The case was investigated by the U.S. Bureau of Alcohol, Tobacco, Firearms and Explosives and the Harrisburg Police Department. Assistant U.S. Attorney Michael Consiglio is prosecuting the case.
This case is part of Project Safe Neighborhoods (PSN), a program bringing together all levels of law enforcement and the communities they serve to reduce violent crime and make our neighborhoods safer for everyone. The Department of Justice reinvigorated PSN in 2017 as part of the Department’s renewed focus on targeting violent criminals, directing all U.S. Attorney’s Offices to work in partnership with federal, state, local, and tribal law enforcement and the local community to develop effective, locally-based strategies to reduce violent crime.
This case is part of Project Guardian, the Department of Justice’s signature initiative to reduce gun violence and enforce federal firearms laws. Initiated by the Attorney General in the fall of 2019, Project Guardian draws upon the Department’s past successful programs to reduce gun violence; enhances coordination of federal, state, local, and tribal authorities in investigating and prosecuting gun crimes; improves information-sharing by the Bureau of Alcohol, Tobacco, Firearms and Explosives when a prohibited individual attempts to purchase a firearm and is denied by the National Instant Criminal Background Check System (NICS), to include taking appropriate actions when a prospective purchaser is denied by the NICS for mental health reasons; and ensures that federal resources are directed at the criminals posing the greatest threat to our communities.
Indictments are only allegations. All persons charged are presumed to be innocent unless and until found guilty in court.
A sentence following a finding of guilt is imposed by the Judge after consideration of the applicable federal sentencing statutes and the Federal Sentencing Guidelines.

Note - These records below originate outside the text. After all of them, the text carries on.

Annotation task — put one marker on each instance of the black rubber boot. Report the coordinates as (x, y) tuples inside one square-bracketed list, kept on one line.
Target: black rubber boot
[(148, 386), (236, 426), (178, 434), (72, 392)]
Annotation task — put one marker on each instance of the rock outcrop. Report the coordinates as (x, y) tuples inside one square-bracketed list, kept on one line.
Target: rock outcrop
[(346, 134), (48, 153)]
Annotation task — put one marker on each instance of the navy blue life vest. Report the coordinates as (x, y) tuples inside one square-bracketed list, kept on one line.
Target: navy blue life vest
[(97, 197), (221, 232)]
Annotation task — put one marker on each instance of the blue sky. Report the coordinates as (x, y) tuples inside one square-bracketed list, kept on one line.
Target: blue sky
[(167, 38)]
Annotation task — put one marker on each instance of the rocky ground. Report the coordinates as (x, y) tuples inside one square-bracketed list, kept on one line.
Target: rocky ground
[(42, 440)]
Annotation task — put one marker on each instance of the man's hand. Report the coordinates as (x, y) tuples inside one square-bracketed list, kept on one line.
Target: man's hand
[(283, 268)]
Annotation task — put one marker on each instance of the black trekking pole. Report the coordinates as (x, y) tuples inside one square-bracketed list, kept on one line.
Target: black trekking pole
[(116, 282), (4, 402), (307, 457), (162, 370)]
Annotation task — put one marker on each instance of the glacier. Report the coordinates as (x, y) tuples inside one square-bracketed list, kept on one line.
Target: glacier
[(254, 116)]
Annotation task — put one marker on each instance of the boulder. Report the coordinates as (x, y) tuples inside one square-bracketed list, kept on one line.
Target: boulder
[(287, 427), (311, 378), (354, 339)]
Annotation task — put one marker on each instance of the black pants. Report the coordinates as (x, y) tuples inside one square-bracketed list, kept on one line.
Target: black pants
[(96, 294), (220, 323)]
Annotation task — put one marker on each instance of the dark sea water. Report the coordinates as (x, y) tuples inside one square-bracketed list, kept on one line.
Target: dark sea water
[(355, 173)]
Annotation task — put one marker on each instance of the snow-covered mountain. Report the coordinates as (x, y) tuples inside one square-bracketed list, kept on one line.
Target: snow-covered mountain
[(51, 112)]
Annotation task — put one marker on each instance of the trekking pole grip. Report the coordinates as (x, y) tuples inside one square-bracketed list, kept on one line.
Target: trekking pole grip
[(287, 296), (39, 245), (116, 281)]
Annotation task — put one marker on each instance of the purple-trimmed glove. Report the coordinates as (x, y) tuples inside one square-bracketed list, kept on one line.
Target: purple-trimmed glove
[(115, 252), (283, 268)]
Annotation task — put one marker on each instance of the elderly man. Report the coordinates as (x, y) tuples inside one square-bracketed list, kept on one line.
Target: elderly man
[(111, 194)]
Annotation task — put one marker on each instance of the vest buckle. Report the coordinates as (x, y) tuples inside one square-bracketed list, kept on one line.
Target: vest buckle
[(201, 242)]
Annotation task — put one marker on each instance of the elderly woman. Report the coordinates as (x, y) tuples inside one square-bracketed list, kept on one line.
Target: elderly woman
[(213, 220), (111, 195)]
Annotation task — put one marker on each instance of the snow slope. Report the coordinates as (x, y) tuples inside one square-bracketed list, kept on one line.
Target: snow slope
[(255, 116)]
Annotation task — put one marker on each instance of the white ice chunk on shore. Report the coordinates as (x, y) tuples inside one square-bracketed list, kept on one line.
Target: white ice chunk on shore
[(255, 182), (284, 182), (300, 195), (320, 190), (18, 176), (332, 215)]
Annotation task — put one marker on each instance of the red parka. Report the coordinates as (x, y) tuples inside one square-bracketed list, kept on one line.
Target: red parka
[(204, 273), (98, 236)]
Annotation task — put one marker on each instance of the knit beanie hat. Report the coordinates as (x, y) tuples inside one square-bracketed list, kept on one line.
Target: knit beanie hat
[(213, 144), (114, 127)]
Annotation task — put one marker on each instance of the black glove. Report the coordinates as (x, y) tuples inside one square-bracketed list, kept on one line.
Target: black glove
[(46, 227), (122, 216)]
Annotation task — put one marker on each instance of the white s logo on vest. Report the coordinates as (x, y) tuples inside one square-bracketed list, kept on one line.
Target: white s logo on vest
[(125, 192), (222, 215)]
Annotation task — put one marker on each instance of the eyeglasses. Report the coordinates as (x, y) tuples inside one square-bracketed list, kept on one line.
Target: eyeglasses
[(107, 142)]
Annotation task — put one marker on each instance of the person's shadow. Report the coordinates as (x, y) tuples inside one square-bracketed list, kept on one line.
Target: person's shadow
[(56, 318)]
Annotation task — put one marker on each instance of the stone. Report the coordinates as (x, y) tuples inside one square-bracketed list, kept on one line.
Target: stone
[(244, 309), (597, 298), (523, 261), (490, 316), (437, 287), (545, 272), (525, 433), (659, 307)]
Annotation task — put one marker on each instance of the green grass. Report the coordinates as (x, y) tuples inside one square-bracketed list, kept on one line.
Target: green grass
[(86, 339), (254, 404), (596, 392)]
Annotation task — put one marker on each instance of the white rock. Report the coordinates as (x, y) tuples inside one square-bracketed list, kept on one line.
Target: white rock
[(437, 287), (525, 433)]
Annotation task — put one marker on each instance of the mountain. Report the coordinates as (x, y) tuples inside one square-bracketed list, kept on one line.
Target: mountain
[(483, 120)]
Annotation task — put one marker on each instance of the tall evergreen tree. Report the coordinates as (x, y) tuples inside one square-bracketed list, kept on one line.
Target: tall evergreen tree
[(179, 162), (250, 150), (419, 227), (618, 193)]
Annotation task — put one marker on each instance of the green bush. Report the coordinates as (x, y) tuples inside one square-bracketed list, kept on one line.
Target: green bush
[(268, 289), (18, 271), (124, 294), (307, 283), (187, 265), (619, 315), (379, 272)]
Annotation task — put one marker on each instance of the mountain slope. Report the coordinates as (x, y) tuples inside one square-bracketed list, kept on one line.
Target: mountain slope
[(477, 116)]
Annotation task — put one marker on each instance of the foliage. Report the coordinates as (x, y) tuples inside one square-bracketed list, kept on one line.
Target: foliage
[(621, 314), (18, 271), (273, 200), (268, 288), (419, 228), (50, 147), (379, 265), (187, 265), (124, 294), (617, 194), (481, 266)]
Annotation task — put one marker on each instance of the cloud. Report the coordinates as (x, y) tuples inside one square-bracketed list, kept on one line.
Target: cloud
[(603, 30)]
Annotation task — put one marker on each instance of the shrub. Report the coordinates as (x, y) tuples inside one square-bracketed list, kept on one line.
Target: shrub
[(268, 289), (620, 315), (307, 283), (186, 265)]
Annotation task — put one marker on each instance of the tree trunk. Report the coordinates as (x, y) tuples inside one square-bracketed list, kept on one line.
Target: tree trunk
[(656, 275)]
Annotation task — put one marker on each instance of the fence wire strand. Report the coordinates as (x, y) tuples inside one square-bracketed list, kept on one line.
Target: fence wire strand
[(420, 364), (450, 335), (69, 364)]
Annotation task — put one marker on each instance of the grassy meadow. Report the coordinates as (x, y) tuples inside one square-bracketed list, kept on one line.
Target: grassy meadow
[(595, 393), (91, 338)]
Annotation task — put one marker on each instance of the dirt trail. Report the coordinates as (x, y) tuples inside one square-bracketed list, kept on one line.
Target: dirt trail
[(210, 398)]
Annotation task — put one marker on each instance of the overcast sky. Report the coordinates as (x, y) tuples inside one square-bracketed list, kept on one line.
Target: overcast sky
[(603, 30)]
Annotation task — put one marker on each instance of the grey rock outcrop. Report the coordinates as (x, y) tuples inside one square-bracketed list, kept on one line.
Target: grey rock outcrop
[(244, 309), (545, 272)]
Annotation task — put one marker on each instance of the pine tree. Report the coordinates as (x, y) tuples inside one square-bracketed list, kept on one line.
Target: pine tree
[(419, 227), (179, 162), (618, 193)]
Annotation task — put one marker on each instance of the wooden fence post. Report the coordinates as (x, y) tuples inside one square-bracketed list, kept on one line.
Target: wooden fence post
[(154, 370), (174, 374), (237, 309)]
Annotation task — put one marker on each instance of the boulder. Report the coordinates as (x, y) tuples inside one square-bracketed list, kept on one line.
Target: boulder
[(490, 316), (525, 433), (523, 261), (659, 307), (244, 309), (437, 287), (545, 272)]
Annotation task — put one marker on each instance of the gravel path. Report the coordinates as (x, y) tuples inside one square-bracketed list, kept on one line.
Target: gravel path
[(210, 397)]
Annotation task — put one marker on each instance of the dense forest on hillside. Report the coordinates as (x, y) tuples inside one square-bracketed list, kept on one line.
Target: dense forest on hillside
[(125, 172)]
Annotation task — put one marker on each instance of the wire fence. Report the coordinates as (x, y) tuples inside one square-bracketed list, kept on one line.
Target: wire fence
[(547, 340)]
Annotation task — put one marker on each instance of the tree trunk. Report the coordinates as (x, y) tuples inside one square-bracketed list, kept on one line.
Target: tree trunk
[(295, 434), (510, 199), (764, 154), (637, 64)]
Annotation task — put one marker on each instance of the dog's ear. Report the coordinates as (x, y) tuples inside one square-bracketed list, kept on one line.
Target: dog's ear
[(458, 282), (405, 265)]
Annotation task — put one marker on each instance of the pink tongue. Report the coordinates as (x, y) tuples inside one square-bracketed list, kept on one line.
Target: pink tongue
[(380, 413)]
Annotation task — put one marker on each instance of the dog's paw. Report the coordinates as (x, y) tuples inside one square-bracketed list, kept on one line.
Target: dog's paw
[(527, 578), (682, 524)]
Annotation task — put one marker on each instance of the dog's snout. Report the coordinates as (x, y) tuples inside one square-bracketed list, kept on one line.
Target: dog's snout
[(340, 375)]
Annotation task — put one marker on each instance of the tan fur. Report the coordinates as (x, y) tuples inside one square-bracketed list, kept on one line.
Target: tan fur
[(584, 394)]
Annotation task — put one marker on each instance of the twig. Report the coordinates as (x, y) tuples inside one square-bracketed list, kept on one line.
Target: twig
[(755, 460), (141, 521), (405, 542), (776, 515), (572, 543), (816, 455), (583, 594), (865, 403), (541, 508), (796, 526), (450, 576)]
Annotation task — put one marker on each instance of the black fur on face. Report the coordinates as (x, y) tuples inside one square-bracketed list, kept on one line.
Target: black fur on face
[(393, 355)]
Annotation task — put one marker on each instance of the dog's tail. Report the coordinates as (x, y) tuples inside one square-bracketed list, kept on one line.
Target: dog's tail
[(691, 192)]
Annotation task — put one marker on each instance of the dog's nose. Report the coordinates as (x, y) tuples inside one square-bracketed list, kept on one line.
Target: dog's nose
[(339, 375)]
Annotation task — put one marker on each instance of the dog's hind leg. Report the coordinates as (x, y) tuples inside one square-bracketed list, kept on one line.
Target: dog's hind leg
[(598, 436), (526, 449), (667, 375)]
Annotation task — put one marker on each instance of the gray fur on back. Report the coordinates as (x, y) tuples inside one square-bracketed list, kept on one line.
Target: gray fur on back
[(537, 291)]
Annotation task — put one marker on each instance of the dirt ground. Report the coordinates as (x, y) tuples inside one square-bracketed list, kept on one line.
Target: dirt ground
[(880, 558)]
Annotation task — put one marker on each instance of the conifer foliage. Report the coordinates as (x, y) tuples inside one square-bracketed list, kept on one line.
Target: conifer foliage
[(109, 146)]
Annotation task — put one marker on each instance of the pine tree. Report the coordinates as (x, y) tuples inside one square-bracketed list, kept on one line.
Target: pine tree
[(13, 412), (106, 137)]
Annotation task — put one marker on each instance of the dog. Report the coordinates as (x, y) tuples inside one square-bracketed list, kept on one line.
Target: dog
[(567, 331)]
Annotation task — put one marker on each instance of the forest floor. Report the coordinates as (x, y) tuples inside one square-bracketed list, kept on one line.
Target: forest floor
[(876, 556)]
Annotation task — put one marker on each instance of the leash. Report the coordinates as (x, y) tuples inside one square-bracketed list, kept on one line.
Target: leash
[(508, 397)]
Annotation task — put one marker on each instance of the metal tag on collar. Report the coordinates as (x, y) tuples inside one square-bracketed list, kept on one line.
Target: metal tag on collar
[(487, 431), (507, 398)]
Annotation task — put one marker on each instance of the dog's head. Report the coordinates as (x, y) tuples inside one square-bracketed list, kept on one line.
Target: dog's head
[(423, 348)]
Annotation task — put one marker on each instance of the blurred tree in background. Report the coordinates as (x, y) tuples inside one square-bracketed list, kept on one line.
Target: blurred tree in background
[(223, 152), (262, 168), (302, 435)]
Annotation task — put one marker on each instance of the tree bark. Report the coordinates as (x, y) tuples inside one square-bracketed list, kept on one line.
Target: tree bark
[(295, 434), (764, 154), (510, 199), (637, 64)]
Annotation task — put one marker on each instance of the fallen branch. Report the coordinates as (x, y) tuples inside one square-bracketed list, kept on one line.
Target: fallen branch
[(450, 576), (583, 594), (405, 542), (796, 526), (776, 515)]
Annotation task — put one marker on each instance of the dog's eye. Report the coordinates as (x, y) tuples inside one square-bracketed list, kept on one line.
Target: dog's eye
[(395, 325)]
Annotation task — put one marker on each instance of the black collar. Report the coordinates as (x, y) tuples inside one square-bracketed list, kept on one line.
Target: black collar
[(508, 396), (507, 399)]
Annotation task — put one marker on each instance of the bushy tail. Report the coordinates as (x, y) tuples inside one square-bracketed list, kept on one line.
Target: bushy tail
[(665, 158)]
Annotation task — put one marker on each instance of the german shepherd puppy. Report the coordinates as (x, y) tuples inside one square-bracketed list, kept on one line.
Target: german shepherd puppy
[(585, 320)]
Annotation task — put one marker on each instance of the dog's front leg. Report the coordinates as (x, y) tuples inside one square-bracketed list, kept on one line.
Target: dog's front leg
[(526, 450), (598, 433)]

The maximum penalty under federal law for this offense is ten years of imprisonment, a term of supervised release following imprisonment, and a fine. Under the Federal Sentencing Guidelines, the Judge is also required to consider and weigh a number of factors, including the nature, circumstances and seriousness of the offense; the history and characteristics of the defendant; and the need to punish the defendant, protect the public and provide for the defendant's educational, vocational and medical needs. For these reasons, the statutory maximum penalty for the offense is not an accurate indicator of the potential sentence for a specific defendant.